The respondent owes the applicant $432,000 on account of lump sum spousal support.
The applicant owes the respondent $96,678 on account of her share of the assessment fees and certain other costs.
The above amounts shall be set off one against the other. The net amount owing to the applicant by the respondent is $194,434. This amount shall be paid to the applicant within 30 days. Upon payment of this amount, 100% of the ownership of 517 Brookdale Ave. shall vest in the respondent and all financial obligations between these parties, other than ongoing child support and apportioned liability for ongoing s. 7 expenses, shall be at an end.
The application for a vesting order is otherwise dismissed.
The claims against Gary Spira are dismissed.
Costs
[332] There is an outstanding issue relating to the respondent’s claim for costs against the applicant’s former solicitors personally. Counsel for the relevant parties shall confer and seek to agree on a process for the resolution of that issue. A pre-hearing appointment can be made through my assistant if the matter needs to be spoken to.

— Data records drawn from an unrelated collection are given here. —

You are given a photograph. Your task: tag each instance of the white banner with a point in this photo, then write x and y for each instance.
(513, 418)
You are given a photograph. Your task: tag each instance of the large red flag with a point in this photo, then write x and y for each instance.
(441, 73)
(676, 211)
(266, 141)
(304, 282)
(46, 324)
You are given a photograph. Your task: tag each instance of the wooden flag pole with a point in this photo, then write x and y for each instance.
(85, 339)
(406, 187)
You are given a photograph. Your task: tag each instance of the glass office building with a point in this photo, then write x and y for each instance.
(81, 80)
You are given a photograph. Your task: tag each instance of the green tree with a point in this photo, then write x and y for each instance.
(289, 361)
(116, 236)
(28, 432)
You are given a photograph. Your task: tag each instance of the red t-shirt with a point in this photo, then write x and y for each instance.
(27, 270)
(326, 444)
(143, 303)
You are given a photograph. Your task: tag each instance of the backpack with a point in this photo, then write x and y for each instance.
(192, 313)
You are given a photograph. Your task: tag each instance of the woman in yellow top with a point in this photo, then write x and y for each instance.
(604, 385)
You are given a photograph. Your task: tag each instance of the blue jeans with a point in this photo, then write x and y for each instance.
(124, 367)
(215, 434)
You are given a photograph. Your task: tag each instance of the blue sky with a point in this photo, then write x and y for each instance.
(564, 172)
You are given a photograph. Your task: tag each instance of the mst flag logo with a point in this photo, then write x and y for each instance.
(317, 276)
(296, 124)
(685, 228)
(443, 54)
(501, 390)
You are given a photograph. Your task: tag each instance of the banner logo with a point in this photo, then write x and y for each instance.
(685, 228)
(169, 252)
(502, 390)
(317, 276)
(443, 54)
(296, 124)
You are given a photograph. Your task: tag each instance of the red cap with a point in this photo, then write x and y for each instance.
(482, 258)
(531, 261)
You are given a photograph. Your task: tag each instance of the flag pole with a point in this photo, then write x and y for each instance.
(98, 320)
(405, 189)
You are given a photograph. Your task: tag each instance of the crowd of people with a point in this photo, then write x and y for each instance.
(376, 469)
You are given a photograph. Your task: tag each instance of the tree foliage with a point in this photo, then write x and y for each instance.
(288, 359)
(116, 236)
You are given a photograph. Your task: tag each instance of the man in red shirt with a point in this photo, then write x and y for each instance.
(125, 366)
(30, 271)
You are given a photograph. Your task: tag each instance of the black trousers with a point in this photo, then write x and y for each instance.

[333] I encourage the parties to the matters resolved in this Judgment to seek an accommodation on costs. In the absence of an agreement, however, any party seeking costs shall do so by filing a brief written submission (not to exceed five typed, double-spaced, pages) together with a Bill of Costs and any supporting documents within 30 days of the release of these Reasons. Any party wishing to respond to a request for costs may do so, subject to the same page limit, within a further 15 days.
Penny J.
Released: February 11, 2013
COURT FILE NO.: 05-FD-304485FIS
DATE: 20130211
ONTARIO
SUPERIOR COURT OF JUSTICE
BETWEEN:
LISA LUDMER
Applicant
– and –
BRIAN LUDMER
Respondent
- and -
GARY SPIRA
Third Party
JUDGMENT
Penny J.
Released: February 11, 2013
[1] I note here that section 51 of the Family Law Act refers to ownership in and division of “property” and does not purport to exclude from private contracting, or treat differently in any way, ownership of the matrimonial home.